What separates it from the seated position is the absence of a base of support under the lower trunk: a chair, floor or bathtub rim fixes the pelvis in seated forms, whereas the standing position must generate thrusting from lumbar flexion and hip motion alone. What separates it from recumbent forms is mobility. Standing union can continue while the partners move (the walking union popularly called ekiben), a trait unique among the three families.
Etymology
The word tachii comes from modern Japanese medical usage, from the threefold postural classification of anatomy and kinesiology: standing, sitting and recumbent. Its transfer into the vocabulary of coital posture is generally traced to late-Meiji and Taishō translations of Western sexology, where it served as the rendering of “standing coitus.” In earlier shunga and erotic books, standing union was described only in prose (“while standing,” “with the knee raised”), with no fixed name as a posture type. English distinguishes the plain standing position from the standing carry and standing rear-entry; Latinate forensic texts use the older coitus stans.
Mechanics
The penetrating partner supports their own weight on both legs while generating thrust from anteroposterior pelvic motion. The prime movers are the leg extensors (quadriceps, gluteus maximus, biceps femoris, soleus), reinforced by sustained trunk stabilization from the transversus abdominis and erector spinae. As thrusting continues, shear stress on the knee rises, and prolonged effort can strain the meniscus and the anterior cruciate ligament. In the lift-based derivatives such as ekiben, the upper-limb flexors and the trapezius and latissimus are recruited, and depending on the partner’s weight the hold may become untenable within tens of seconds.
For the receiver, the reaction force of thrusting travels through the spine to the floor, so maintaining lumbar lordosis is essential. In the forward-leaning standing rear-entry, hamstring flexibility and lumbar mobility govern stability; in a lifted face-to-face form the receiver yields posture to the partner but loses control over the height of union.

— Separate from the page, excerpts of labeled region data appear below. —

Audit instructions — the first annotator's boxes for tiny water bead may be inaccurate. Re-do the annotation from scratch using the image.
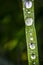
[30,37,33,41]
[30,43,35,49]
[31,54,36,60]
[25,1,32,9]
[30,33,32,36]
[33,62,36,65]
[25,18,33,26]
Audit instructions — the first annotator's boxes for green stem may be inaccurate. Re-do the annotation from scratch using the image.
[22,0,39,65]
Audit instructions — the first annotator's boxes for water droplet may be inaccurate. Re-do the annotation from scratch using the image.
[30,33,32,36]
[30,43,35,49]
[30,37,33,40]
[31,54,36,59]
[25,1,32,8]
[25,18,33,26]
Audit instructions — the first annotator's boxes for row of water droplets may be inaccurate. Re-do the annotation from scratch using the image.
[25,0,36,65]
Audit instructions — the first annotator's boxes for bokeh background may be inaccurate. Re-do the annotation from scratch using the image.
[0,0,43,65]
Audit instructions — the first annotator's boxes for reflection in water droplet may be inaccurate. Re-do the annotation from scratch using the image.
[25,18,33,26]
[25,1,32,8]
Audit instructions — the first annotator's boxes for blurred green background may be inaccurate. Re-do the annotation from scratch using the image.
[0,0,43,65]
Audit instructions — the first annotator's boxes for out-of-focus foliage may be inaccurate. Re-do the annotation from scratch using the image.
[0,0,43,65]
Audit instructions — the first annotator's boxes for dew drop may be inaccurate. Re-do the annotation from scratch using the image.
[25,18,33,26]
[30,43,35,49]
[25,1,32,9]
[31,54,36,59]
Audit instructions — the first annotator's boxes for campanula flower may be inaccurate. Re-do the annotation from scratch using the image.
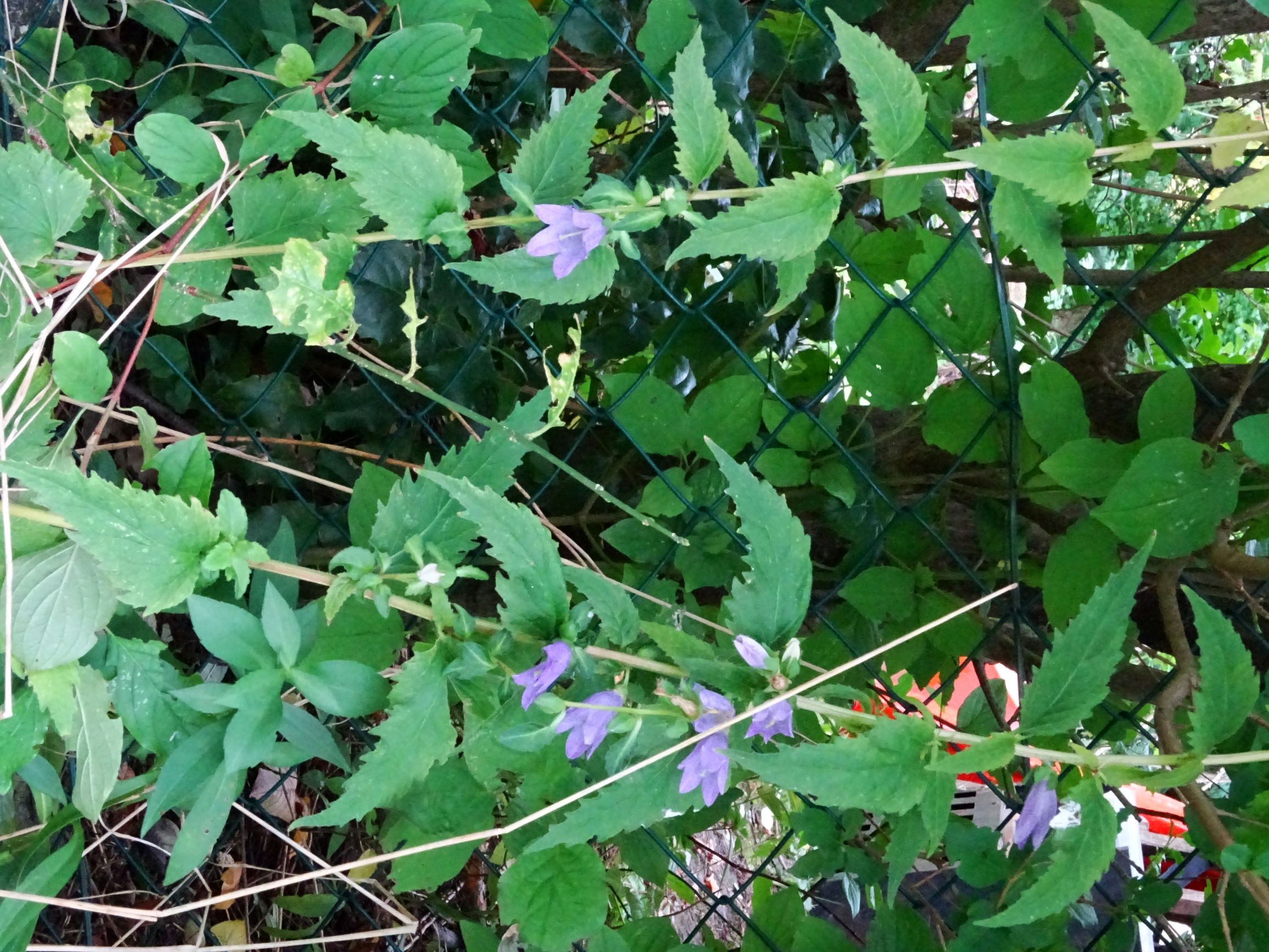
[745,701,793,743]
[556,690,622,760]
[679,732,728,806]
[524,204,608,279]
[691,684,736,731]
[512,641,572,711]
[731,635,772,668]
[1014,777,1057,849]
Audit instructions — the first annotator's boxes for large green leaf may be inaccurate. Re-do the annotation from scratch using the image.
[1185,589,1260,752]
[5,463,221,613]
[136,113,225,185]
[1137,367,1195,443]
[107,635,198,755]
[525,758,699,853]
[977,778,1120,928]
[1039,436,1141,499]
[826,9,925,160]
[292,647,457,826]
[1042,516,1120,628]
[706,438,811,645]
[947,130,1094,204]
[370,390,551,562]
[1019,541,1152,736]
[991,179,1066,284]
[512,73,617,204]
[1093,436,1241,558]
[348,23,476,123]
[497,845,608,952]
[423,469,568,640]
[728,717,935,813]
[71,668,123,822]
[0,688,48,793]
[1018,361,1089,453]
[282,110,467,240]
[665,173,841,268]
[13,542,115,670]
[1084,3,1185,136]
[670,29,728,186]
[379,756,494,892]
[0,142,90,265]
[163,763,246,886]
[230,165,367,245]
[445,245,617,305]
[563,565,638,645]
[472,0,551,60]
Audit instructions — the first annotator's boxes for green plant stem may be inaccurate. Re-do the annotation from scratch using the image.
[48,130,1269,274]
[326,343,689,546]
[797,697,1269,769]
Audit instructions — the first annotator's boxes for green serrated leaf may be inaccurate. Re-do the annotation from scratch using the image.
[563,565,640,645]
[71,668,123,822]
[1084,0,1185,136]
[1137,367,1195,443]
[512,73,617,206]
[230,167,368,247]
[670,29,730,186]
[147,433,216,506]
[13,542,115,670]
[422,469,568,640]
[107,635,198,755]
[1015,363,1089,453]
[1185,588,1260,752]
[991,179,1066,287]
[370,392,550,563]
[265,239,357,345]
[348,23,476,123]
[472,0,551,60]
[927,731,1019,774]
[1019,539,1154,736]
[5,463,221,615]
[947,130,1094,204]
[826,9,925,161]
[163,763,246,886]
[280,111,467,241]
[53,330,114,403]
[497,846,608,952]
[1093,436,1241,558]
[292,647,457,828]
[665,173,841,268]
[727,717,935,813]
[706,438,811,645]
[976,778,1120,928]
[445,245,617,305]
[136,113,225,185]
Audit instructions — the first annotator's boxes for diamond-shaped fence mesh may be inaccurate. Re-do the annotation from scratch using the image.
[4,0,1260,952]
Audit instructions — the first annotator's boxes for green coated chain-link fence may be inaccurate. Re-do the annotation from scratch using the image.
[4,0,1269,952]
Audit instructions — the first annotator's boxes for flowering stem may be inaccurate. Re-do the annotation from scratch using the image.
[563,701,683,717]
[797,697,1269,769]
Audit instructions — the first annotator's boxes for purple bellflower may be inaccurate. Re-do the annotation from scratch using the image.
[679,734,728,806]
[745,701,793,744]
[524,204,608,279]
[512,641,572,711]
[556,690,622,760]
[1014,777,1057,849]
[679,684,736,806]
[732,635,793,743]
[731,635,772,669]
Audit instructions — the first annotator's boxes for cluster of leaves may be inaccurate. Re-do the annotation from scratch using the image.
[0,0,1269,952]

Differences in height and weight directly determine whether the position is workable. When the height gap falls roughly within ten to twenty centimetres, the pelvises align naturally without forced leaning or tiptoeing. A larger gap requires a step (a bathtub rim, a bed frame) to correct the height, which is why bathrooms, entryways and staircases recur as settings.
Derivative forms
Standing-based derivatives sort along three axes: direction of union (face-to-face or rear), mode of support (self-standing or lifted), and mobility (static or walking).
- Ekiben: the penetrating partner lifts the receiver fully, who locks both legs around the partner’s hips. Its tolerance of walking union makes it the purest standing form.
- Ne-ekiben: from the ekiben hold the penetrating partner falls backward into a recumbent transition.
- Standing rear-entry: the receiver leans forward standing while the partner enters from behind, a high-immediacy staple of AV and adult manga.
- Wall-pinned penetration: the receiver is pressed against a wall whose reaction force substitutes for a base of support, easing the penetrator’s leg load.
These are not mutually exclusive; in filming they flow continuously through position changes.
Cultural history
In Edo ukiyo-e shunga the standing position was a compositional challenge. A recumbent pair can be handled as a single horizontal mass, but a standing pair demands a vertical composition and a deliberate distortion of posture to place the union at centre frame. Standing scenes do appear in the erotic books of Suzuki Harunobu, Utamaro and Hokusai, but most are tied to voyeuristic staging (a loosened robe, a glimpse through a blind) rather than to posture documentation. With the decline of shunga in the Meiji period, standing depiction migrated to photographs, postcards and bedroom manuals.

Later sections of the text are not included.